["Sweet Mary was washing,
Joseph was hanging out the clothes to dry,
Jesus was stretching Himself on the ground,
For so His mother willed.">[
A popular Spanish lullaby recorded by De Gubernatis in his great study of birth customs and usages, runs as follows in translation (500. 310):—
"The Baby Child of Mary,
Now cradle He has none;
His father is a carpenter,
And he shall make Him one.
"The Lady, good St. Anna,
The Lord St. Joachim,
They rock the Baby's cradle,
That sleep may come to Him.
"Then sleep, thou too, my baby,
My little heart so dear;
The Virgin is beside thee,
The Son of God is near."
Among the many versions and variants of the familiar child's prayer, "Now I lay me down to sleep," cited by the Countess Martinengo-Cesaresco (500. 202-213), is to be included the following, found among the Greeks of the Terra d'Otranto, in Italy:—
"I lay me down to sleep in my little bed; I lay me down to sleep with my Mamma Mary; the Mamma Mary goes hence and leaves me Christ to keep me company."
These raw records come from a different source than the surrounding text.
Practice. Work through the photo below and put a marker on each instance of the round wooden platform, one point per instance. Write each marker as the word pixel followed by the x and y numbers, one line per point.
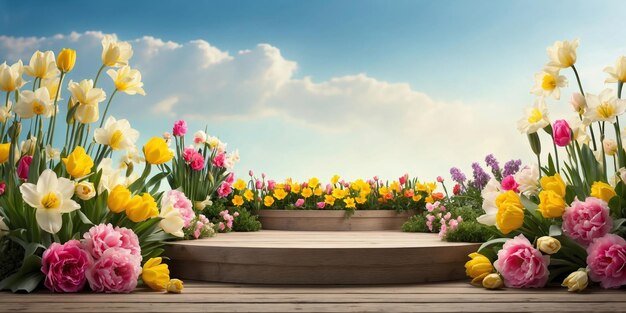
pixel 300 257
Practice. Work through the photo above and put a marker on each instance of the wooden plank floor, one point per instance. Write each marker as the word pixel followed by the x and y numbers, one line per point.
pixel 220 297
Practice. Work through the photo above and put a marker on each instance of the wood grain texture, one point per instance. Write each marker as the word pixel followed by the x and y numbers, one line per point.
pixel 291 257
pixel 332 220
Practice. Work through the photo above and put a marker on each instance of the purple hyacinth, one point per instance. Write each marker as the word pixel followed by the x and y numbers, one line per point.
pixel 480 177
pixel 511 167
pixel 493 163
pixel 457 175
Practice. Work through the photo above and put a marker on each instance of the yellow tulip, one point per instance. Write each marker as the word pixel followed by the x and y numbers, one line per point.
pixel 157 151
pixel 510 215
pixel 5 149
pixel 66 60
pixel 141 208
pixel 478 267
pixel 156 274
pixel 551 205
pixel 602 191
pixel 78 163
pixel 554 183
pixel 119 199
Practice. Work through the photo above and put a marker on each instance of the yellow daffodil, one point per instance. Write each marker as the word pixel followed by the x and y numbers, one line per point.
pixel 563 53
pixel 536 118
pixel 11 76
pixel 156 274
pixel 510 215
pixel 34 103
pixel 548 83
pixel 115 53
pixel 66 60
pixel 51 197
pixel 127 80
pixel 78 163
pixel 42 65
pixel 156 151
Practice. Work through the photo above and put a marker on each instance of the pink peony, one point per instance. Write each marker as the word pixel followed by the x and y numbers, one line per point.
pixel 299 203
pixel 102 237
pixel 116 271
pixel 64 266
pixel 180 128
pixel 509 183
pixel 24 166
pixel 521 265
pixel 606 259
pixel 562 133
pixel 586 221
pixel 183 204
pixel 224 190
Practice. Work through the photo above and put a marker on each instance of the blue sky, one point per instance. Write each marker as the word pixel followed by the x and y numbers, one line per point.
pixel 471 62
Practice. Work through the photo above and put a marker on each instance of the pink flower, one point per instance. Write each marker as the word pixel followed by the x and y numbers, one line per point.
pixel 606 259
pixel 509 183
pixel 562 133
pixel 521 265
pixel 103 237
pixel 115 272
pixel 180 128
pixel 65 266
pixel 183 204
pixel 24 166
pixel 586 221
pixel 224 190
pixel 197 162
pixel 219 160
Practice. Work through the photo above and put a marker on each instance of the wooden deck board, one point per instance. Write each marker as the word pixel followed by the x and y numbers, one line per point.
pixel 216 297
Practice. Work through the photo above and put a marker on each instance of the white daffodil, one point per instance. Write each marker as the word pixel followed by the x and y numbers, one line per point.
pixel 116 134
pixel 617 73
pixel 548 83
pixel 604 107
pixel 11 76
pixel 536 118
pixel 528 180
pixel 51 197
pixel 5 112
pixel 172 219
pixel 42 65
pixel 127 80
pixel 115 53
pixel 34 103
pixel 562 53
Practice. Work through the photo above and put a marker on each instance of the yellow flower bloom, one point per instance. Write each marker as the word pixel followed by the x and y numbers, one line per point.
pixel 157 151
pixel 349 203
pixel 239 184
pixel 248 195
pixel 118 199
pixel 280 193
pixel 602 191
pixel 66 60
pixel 237 200
pixel 78 163
pixel 510 215
pixel 156 274
pixel 141 208
pixel 5 149
pixel 554 183
pixel 478 267
pixel 307 192
pixel 551 205
pixel 175 286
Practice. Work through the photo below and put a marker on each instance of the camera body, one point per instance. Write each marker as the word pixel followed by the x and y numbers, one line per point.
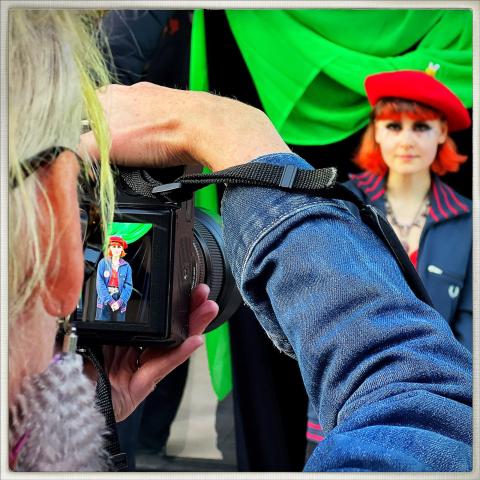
pixel 165 257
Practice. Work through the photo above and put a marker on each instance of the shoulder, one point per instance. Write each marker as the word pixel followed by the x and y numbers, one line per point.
pixel 358 182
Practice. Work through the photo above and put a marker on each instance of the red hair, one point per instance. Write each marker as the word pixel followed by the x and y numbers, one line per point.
pixel 109 253
pixel 368 156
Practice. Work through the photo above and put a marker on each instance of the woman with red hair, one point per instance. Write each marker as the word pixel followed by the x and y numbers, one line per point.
pixel 404 152
pixel 114 282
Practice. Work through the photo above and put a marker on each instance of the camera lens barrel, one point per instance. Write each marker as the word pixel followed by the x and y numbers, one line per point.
pixel 211 267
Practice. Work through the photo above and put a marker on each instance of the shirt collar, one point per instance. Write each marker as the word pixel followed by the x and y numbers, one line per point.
pixel 445 203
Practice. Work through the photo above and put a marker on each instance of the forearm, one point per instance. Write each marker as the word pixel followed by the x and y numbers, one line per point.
pixel 323 285
pixel 156 126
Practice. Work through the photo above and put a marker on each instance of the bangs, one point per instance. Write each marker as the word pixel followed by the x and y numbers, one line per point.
pixel 393 109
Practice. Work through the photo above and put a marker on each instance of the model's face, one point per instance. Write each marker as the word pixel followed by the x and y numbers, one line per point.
pixel 407 145
pixel 116 250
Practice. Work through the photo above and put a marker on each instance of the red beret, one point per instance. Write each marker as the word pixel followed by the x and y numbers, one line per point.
pixel 419 87
pixel 119 240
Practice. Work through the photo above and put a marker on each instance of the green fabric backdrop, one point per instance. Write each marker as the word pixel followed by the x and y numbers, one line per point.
pixel 309 66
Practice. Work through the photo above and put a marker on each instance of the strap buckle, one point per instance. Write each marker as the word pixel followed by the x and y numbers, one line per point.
pixel 288 176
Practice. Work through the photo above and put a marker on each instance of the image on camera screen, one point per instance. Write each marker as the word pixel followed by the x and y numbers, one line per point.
pixel 120 290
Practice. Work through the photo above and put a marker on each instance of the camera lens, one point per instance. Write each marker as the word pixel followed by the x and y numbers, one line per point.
pixel 211 267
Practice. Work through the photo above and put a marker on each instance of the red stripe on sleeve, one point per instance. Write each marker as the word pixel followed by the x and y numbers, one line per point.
pixel 456 199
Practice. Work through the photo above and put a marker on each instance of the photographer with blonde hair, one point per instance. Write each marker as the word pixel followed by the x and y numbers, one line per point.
pixel 391 381
pixel 54 68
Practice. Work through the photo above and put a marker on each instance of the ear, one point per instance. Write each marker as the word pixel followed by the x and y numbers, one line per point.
pixel 443 132
pixel 64 276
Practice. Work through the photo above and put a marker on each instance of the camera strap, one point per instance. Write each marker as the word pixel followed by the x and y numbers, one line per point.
pixel 319 182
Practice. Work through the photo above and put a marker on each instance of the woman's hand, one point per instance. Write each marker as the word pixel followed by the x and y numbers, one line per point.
pixel 133 374
pixel 156 126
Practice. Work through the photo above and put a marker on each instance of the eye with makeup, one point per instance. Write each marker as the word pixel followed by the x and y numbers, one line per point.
pixel 394 126
pixel 421 127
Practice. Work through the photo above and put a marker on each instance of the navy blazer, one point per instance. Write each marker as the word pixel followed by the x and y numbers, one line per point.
pixel 445 250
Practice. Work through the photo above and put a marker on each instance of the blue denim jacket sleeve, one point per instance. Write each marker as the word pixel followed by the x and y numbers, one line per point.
pixel 127 285
pixel 391 384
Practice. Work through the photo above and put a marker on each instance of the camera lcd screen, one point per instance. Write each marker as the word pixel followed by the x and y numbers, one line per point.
pixel 129 289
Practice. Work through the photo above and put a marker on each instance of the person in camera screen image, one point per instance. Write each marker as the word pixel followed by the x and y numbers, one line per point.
pixel 114 282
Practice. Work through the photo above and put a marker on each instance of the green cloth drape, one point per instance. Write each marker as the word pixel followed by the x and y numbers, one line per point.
pixel 218 341
pixel 309 66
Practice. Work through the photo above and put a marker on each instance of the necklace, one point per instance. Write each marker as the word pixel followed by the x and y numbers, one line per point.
pixel 404 229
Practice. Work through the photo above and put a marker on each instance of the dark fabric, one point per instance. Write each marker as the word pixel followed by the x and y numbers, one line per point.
pixel 117 458
pixel 270 402
pixel 159 410
pixel 153 46
pixel 149 45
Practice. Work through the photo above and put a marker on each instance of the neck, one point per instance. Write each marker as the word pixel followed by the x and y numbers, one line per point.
pixel 412 186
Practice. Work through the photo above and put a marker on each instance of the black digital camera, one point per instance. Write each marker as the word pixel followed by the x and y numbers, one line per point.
pixel 170 246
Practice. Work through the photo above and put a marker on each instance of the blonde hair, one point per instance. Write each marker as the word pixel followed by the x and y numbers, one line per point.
pixel 55 66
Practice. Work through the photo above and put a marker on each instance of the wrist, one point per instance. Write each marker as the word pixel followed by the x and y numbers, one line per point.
pixel 230 133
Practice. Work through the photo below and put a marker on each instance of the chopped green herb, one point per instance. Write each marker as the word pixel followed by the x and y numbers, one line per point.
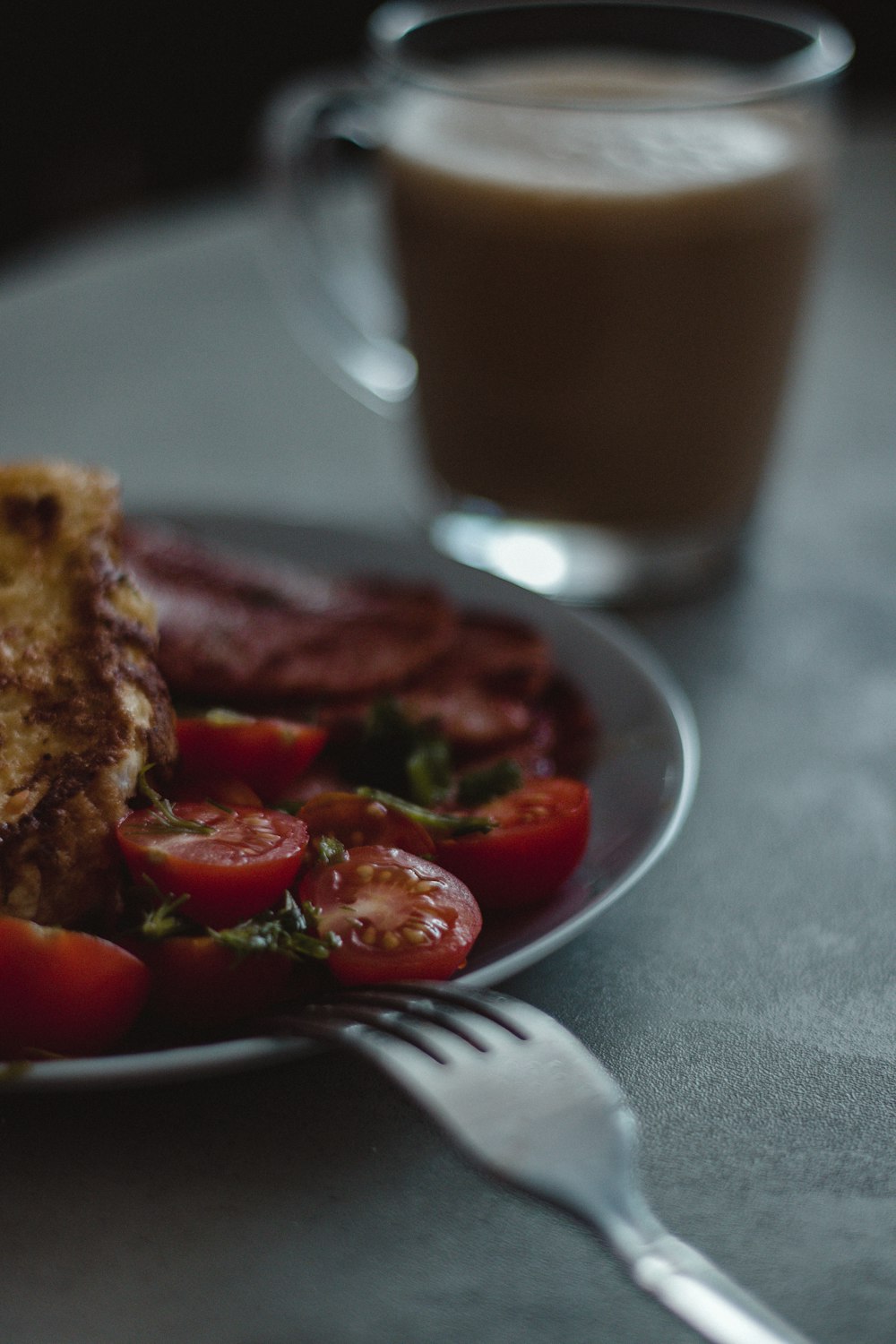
pixel 440 824
pixel 478 787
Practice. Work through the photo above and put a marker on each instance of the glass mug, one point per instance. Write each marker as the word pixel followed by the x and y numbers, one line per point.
pixel 599 218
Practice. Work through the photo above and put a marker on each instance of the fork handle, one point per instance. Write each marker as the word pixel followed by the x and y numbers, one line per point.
pixel 697 1292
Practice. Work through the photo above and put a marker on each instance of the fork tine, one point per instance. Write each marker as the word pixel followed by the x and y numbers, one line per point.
pixel 479 1064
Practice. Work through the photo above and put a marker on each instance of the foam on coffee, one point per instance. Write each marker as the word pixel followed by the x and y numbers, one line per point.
pixel 600 301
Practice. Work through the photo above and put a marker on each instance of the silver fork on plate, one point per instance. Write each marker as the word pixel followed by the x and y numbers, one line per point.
pixel 528 1102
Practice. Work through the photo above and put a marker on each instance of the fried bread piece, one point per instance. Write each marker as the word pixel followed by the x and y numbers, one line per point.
pixel 82 703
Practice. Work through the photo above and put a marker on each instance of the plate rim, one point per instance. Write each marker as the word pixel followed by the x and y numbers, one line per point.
pixel 239 1054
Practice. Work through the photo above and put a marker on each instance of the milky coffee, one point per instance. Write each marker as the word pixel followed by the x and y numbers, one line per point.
pixel 600 303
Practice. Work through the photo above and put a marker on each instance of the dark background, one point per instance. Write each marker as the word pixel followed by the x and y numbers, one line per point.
pixel 109 108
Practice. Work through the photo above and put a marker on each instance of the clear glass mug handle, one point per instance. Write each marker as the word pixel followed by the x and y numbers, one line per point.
pixel 325 239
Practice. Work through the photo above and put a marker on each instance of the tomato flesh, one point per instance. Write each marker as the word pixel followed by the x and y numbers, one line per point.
pixel 358 822
pixel 199 983
pixel 400 917
pixel 244 862
pixel 65 992
pixel 268 754
pixel 538 839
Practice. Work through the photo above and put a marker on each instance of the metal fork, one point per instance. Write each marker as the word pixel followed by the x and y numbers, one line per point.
pixel 528 1102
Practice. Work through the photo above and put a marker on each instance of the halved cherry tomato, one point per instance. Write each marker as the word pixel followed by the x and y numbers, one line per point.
pixel 398 916
pixel 268 754
pixel 357 822
pixel 199 983
pixel 540 835
pixel 230 863
pixel 65 992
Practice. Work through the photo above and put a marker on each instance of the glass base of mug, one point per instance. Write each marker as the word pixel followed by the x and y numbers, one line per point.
pixel 583 564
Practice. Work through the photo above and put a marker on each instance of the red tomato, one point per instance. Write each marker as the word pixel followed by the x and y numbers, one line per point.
pixel 268 754
pixel 230 863
pixel 358 822
pixel 400 917
pixel 65 992
pixel 199 983
pixel 540 835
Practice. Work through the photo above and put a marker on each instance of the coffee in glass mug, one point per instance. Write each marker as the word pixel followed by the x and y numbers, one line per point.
pixel 602 220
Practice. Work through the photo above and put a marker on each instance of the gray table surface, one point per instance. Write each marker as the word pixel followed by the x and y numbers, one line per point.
pixel 745 992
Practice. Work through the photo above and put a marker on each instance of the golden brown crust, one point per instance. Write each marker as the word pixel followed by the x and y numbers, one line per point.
pixel 82 704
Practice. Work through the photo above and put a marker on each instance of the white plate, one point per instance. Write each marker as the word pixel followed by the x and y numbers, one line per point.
pixel 642 781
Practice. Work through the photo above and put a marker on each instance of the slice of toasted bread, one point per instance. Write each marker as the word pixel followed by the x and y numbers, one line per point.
pixel 82 704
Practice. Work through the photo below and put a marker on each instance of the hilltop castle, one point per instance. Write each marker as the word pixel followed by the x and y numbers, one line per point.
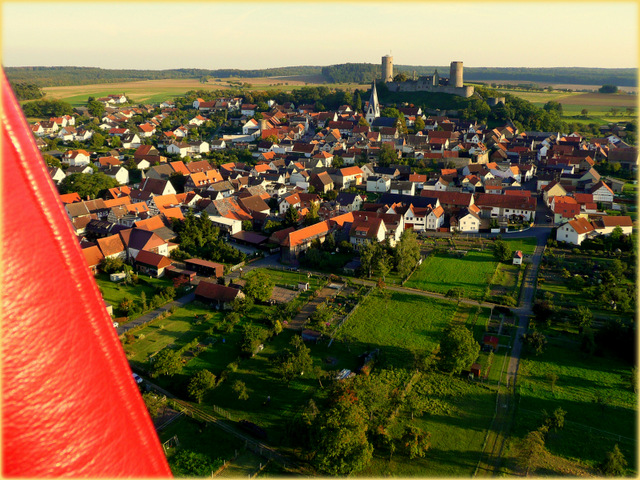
pixel 432 83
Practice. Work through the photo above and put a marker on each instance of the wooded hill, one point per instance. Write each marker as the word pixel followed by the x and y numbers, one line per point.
pixel 343 73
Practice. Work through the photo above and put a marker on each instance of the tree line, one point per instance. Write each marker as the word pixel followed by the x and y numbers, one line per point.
pixel 26 91
pixel 61 76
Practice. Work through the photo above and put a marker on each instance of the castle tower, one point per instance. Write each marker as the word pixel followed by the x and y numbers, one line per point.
pixel 455 74
pixel 387 68
pixel 373 110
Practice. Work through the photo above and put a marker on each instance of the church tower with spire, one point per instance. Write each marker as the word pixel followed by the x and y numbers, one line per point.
pixel 373 110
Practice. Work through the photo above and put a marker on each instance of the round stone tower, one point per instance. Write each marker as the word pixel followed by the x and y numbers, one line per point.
pixel 387 68
pixel 455 74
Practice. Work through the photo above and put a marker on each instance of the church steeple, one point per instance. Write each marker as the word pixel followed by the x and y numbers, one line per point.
pixel 373 110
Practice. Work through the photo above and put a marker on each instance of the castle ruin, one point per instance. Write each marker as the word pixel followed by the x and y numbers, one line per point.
pixel 432 83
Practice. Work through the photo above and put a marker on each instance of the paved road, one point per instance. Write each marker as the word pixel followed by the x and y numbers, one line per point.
pixel 492 455
pixel 147 317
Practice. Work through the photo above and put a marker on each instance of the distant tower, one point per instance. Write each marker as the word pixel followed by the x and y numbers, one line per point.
pixel 373 110
pixel 455 74
pixel 387 68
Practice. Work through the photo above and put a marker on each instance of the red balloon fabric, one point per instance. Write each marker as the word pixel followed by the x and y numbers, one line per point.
pixel 70 406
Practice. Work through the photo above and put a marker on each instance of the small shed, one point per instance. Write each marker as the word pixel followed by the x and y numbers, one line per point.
pixel 204 267
pixel 517 257
pixel 491 341
pixel 311 336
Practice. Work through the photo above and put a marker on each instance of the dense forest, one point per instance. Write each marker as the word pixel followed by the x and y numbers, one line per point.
pixel 27 91
pixel 344 73
pixel 351 73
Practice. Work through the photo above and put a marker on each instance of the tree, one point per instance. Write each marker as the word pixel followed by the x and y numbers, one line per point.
pixel 97 140
pixel 340 438
pixel 367 254
pixel 331 195
pixel 531 450
pixel 535 341
pixel 387 155
pixel 458 349
pixel 502 251
pixel 312 216
pixel 614 464
pixel 154 403
pixel 407 253
pixel 357 104
pixel 200 384
pixel 111 265
pixel 554 421
pixel 259 286
pixel 51 161
pixel 166 362
pixel 294 361
pixel 252 337
pixel 415 441
pixel 583 317
pixel 384 264
pixel 187 463
pixel 87 185
pixel 291 217
pixel 241 390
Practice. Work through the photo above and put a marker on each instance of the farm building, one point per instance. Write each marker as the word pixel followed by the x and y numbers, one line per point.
pixel 152 263
pixel 204 267
pixel 218 295
pixel 517 258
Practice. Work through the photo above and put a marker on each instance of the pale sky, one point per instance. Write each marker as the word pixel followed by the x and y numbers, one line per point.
pixel 259 35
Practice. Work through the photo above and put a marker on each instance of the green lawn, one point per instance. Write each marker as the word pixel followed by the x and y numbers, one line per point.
pixel 527 245
pixel 401 325
pixel 460 413
pixel 209 440
pixel 178 329
pixel 581 379
pixel 442 271
pixel 261 381
pixel 114 292
pixel 285 278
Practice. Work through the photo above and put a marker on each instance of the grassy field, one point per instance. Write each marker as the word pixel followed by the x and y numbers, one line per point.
pixel 460 412
pixel 527 245
pixel 591 428
pixel 400 325
pixel 442 271
pixel 115 292
pixel 178 329
pixel 211 440
pixel 157 91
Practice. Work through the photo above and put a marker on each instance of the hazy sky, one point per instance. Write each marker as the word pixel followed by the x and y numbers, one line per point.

Some of the most naïve legends are those which deal with the Child and His mother in the early years of life. "Our Lady's Thistle" (Carduus Marianus) receives its name "because its green leaves have been spotted white ever since the milk of the Virgin fell upon it, when she was nursing Jesus, and endowed it with miraculous virtues." A German tradition tells the same story of the Polypodium vulgare (Marienmilch), based upon an older legend of the goddess Freia, many of whose attributes, with the lapse of heathendom, passed over to the central female figure of Christianity (448. 499). A similar origin of the white lily from the milk of Juno is given in Greek mythology (462. IV. 1671).
In Devonshire, the custom of burning a faggot of ash at Christmas, is traced back to the fact that "the Divine Infant at Bethlehem was first washed and dressed by a fire of ash-wood" (448. 235).
In Spain the rosemary is believed to blossom on the day of Christ's passion, and the legend accounting for this tells us that "the Virgin Mary spread on a shrub of rosemary the underlinen and little frocks of the infant Jesus." The peasantry believe that rosemary "brings happiness on those families who employ it in perfuming the house on Christmas night" (448. 526).